The creators of MySQL _used_ to be at their company, anyway.

 _they are pretty much the only ones able to offer Amazon a run for their
money at the moment_

I'm not so sure; IBM, Microsoft, and Google all have the technology and the
personnel to be a pretty compelling alternative to AWS, although they've
failed to deliver so far. What does Sun have that any of these companies
don't?

------
ensignavenger
And I breath a sigh of relief!

------
knightinblue
Cisco is entering the market for server systems. Maybe they'll make an offer.

------
notaddicted
I find this failure and the failure of Yahoo deal with Microsoft to reflect
poorly on the tech industry.

In both cases it is culture/innuendo getting in the way of making a practical
deal. The _us vs. them_ group conflict mentality. Also unreason.
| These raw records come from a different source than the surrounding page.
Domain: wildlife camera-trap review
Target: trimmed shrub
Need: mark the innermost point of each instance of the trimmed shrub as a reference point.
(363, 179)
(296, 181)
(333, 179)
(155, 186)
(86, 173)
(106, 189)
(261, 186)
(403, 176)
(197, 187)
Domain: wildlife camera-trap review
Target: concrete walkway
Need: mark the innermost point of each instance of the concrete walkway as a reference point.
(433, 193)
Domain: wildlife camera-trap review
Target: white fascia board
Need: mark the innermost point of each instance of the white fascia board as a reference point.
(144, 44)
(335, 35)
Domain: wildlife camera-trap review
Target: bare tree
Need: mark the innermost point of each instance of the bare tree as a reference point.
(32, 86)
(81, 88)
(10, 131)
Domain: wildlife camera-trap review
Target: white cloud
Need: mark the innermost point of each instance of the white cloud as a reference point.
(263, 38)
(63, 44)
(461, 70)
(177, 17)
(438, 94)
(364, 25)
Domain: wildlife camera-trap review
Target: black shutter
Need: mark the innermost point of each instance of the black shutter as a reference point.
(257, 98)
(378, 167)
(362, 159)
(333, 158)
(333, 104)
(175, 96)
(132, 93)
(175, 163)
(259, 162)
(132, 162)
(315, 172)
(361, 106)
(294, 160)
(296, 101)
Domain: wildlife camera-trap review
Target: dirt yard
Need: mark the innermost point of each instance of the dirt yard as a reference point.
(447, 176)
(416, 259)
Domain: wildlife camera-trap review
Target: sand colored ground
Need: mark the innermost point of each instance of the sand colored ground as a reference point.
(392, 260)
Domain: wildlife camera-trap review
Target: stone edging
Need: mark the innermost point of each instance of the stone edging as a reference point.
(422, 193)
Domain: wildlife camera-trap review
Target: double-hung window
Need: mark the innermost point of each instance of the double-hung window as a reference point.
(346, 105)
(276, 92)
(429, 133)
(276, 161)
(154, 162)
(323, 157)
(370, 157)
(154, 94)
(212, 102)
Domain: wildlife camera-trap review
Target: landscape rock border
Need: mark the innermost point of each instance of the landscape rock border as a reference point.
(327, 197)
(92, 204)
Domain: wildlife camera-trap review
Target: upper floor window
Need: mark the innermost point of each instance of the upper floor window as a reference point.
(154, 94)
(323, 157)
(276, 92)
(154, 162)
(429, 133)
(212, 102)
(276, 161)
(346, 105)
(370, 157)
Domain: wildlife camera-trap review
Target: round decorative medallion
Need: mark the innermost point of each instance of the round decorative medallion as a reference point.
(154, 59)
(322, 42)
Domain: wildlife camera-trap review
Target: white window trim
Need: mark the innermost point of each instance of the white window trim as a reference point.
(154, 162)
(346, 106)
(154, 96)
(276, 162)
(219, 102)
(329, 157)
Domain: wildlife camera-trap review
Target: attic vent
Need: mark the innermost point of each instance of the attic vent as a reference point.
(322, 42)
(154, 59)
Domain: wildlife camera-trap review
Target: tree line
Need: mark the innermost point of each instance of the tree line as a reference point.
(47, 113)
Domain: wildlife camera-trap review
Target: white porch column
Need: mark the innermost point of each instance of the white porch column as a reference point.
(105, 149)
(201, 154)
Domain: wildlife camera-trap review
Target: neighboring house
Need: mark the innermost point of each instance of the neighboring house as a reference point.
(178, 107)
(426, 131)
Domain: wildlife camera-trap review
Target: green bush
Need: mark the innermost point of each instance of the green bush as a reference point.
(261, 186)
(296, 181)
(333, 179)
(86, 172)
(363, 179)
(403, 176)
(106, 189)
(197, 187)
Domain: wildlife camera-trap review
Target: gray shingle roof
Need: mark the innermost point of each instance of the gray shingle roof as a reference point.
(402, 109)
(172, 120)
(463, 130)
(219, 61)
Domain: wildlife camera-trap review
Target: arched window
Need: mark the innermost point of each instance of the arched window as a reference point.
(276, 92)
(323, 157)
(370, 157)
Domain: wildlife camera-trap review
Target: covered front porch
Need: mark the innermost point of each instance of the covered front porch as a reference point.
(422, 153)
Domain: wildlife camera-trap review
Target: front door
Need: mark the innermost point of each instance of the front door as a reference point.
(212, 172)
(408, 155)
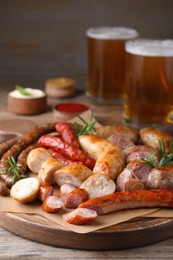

This type of
luxurious thinking will be beaten out of the industry by competition
eventually.

------
patrickg-zill
I have to say I am relieved ... Sun needs to focus on three areas in addition
to their hardware:

1\. Java - already ubiquitous (ish), Sun gets money for support and software

2\. OS and pieces of OS - Sun gives away Solaris, ZFS, MySQL etc., but in
return they get support contracts and such

3\. Storage (hardware and software) - Storagetek is still selling, and they
have SAM-QFS, Honeycomb, and their flash-based iSCSI/CIFS/NFS stack

4\. Hardware - Sell me a SPARC T1 or T2 system for under $1000 please, and get
your volumes up and people familiar with their performance.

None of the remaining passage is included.